From time to time a sapphire-eyes, moving even more sedately and calmly than usual, would approach one of the platforms on which these tubes were stationed. Generally others of its kind would accompany it, walking close alongside, sometimes letting their little forearms rest against its heavy body. But always these companions would move away, allowing the departing sapphire-eyes to ascend the platform alone. It would draw near the sphere atop the tube until its great-jawed face was shining with the light that came from it; and then it would suddenly be drawn inside. Hresh could not see how that was accomplished, nor how there might be room for the immense bulk of a sapphire-eyes within that small glowing sphere. Never could he detect the moment when the transition was made, when the sapphire-eyes that stood peering into the sphere was swept from sight.

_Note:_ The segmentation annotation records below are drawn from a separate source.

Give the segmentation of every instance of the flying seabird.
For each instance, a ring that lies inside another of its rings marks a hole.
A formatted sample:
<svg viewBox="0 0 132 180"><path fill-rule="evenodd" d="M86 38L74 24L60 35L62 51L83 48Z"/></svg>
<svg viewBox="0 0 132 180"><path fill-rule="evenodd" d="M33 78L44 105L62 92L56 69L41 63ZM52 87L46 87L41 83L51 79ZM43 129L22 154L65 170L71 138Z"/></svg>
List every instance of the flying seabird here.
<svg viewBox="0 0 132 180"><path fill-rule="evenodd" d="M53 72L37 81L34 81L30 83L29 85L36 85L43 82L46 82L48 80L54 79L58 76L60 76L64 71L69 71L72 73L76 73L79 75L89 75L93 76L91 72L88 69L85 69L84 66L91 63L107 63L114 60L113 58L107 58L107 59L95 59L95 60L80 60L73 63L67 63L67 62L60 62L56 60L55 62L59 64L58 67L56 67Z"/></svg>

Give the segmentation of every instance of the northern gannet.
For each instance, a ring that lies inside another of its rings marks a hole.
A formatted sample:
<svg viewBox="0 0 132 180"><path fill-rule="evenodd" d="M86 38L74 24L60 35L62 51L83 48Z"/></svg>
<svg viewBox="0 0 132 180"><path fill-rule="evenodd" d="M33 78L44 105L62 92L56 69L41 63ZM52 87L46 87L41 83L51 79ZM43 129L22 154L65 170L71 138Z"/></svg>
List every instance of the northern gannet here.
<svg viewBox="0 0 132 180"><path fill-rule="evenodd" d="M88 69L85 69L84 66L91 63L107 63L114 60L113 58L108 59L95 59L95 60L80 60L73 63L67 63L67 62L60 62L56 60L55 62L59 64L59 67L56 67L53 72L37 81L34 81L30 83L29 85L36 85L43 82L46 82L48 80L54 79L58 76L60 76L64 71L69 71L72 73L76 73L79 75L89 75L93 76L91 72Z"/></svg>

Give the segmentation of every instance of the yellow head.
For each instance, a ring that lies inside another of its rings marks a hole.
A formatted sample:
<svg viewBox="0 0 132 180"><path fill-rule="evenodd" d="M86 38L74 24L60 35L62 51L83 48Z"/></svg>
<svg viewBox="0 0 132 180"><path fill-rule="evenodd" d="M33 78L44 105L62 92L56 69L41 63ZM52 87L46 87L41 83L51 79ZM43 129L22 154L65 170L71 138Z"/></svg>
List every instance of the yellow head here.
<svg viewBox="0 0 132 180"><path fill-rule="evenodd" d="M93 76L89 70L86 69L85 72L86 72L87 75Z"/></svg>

Whatever voyage the sapphire-eyes had undertaken was evidently a one-way journey: many went into the spheres atop the tubes, but Hresh never saw anyone emerge.

It appeared that none of these devices had survived into the modern-day Vengiboneeza. Hresh saw them only in his visions. In the real ruined Vengiboneeza he was unable even to find traces of the green stone platforms on which the tubes had been mounted.

After observing the rite of the hooded sphere many times, Hresh finally resolved to approach one of them himself. His dreaming spirit entered a deserted plaza on a moonless night. A tree stood nearby, its branches bowed down under the weight of enormous wedge-shaped brown nuts, each one bigger across than the span of his two hands. He made a heap of these, piling them high enough so that he could see into the sphere’s opening. It was a difficult business. The nuts, packed edge to edge, kept slipping and sliding beneath him, and he had to grip the hood of the sphere to keep from falling. Holding tight, he put his head close to the opening.